From June through September 2008, the two firms appeared to concentrate on Lehman Brothers, trading 1.04 billion shares while the stock price collapsed from $33.83 to $0.21 on 15 September. This pattern seemed to repeat in every other major financial stock.
The report estimates that the two firms completed as many as 641,000 trades per hour in October 2008 (based on market participation statistics and average trade size from the last available data).
Total trading volume by month in the financial sector listed for these two firms grew from approximately 350,000 shares (less than 1% of all market participant trading) in September 2006 to approximately 600,000 shares in the sector (about 6% of all market participant trading) in September 2007, to over 8 billion shares in the sector (about 19% of all market participant trading) by September 2008. That‘s an increase of 2.4 million percent in two years.
While both firms have been around for several decades, their rapid growth began in 2006 for one and 2007 for the other.
Both firms seem to specialize in the same stocks at the same time, appearing to work in concert.
Combined, the two firms traded 203 billion shares, mostly concentrated in major financial services companies. This compares to a total of 427 billion shares outstanding of all issues on the New York Stock Exchange.
The report estimates trading of at least $5 trillion over the 25-month period ending in November 2008.
The trading appears to represent new money to the marketplace by new participants.
From July 2008 through September 2008, the two firms ―traded more shares of Fannie and Freddie than were issued even as the share prices were collapsing.
The firms were also the largest traders of the UltraShort funds as well as the financial spider (symbol ―XLF) during the reporting period.
The firms also became the largest traders of energy stocks.
The two firms did not and do not hold major equity positions on their books.
The names of these two firms have been purposely withheld in this report because trading data alone is insufficient to consider any accusations against them. But, this trading data is specifically the type of red flag that should prompt further investigation.

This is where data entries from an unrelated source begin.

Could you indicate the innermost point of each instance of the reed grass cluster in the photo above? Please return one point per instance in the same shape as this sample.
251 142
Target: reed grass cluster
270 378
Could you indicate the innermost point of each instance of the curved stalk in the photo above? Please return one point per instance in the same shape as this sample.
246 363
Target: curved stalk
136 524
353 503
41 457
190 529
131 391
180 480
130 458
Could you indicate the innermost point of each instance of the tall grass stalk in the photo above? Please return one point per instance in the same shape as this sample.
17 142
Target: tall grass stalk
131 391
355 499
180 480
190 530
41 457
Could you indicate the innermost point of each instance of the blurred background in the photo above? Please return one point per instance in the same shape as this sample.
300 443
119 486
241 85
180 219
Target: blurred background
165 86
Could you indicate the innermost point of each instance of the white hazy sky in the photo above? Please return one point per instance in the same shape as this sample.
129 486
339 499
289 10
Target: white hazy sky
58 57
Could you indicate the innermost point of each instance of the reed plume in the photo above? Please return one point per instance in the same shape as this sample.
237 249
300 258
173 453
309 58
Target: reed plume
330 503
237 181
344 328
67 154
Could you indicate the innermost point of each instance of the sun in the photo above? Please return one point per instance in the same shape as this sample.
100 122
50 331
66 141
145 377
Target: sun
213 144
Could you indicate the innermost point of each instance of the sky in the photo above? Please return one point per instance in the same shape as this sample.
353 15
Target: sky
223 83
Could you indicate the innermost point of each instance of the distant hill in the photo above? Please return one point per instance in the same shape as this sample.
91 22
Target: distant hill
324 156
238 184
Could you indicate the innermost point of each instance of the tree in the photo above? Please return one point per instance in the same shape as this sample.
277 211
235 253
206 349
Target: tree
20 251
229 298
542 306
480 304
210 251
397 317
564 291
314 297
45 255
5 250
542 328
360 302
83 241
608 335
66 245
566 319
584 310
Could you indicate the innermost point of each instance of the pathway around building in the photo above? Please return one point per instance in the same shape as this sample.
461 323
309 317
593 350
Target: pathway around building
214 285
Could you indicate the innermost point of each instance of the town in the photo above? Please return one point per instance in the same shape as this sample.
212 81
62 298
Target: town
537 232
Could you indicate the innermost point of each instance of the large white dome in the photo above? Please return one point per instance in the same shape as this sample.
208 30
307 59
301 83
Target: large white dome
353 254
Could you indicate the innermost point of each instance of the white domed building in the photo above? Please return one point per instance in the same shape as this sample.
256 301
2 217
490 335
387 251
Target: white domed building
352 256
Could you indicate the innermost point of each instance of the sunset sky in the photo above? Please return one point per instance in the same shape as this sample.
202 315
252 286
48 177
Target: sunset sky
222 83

In addition, even in the event that trades were entered with the purpose of manipulating markets,there is no evidence to suggest that either of the brokerage firms discussed had any knowledge of, or in any way participated in any wrongdoing. They simply could have been conduits through which orders were placed as the laws and regulatory authorities currently allow. Nevertheless, this trading activity does lead to numerous questions:
Who had the capital to effect $5 trillion worth of trades in such a short period?
Who are the clients behind the trades? Are they foreign or domestic?
Why would two long-standing but relatively minor broker dealers be selected for such massive trading rather than the major firms? Did they have more permissive rules for sponsored access?
Why was trading concentrated in the financial firms that failed (Lehman, AIG, Bear Stearns, Fannie, Freddie) or were under threat of failing (Citigroup, Bank of America, Merrill Lynch, and Wachovia)?
There is obviously no definitive evidence here that the Financial Collapse of 2008 was the result of a deliberate strategic plan to bring down the US economy carried out by hostile foreign agencies, but many of the details noted, particularly the scale of bear raids on major US financial institutions, certainly do provoke suspicion. The US Government is hardly about to share what it knows, so the rest of us can only file all this away for future reference, and keep an eye out for further related coverage.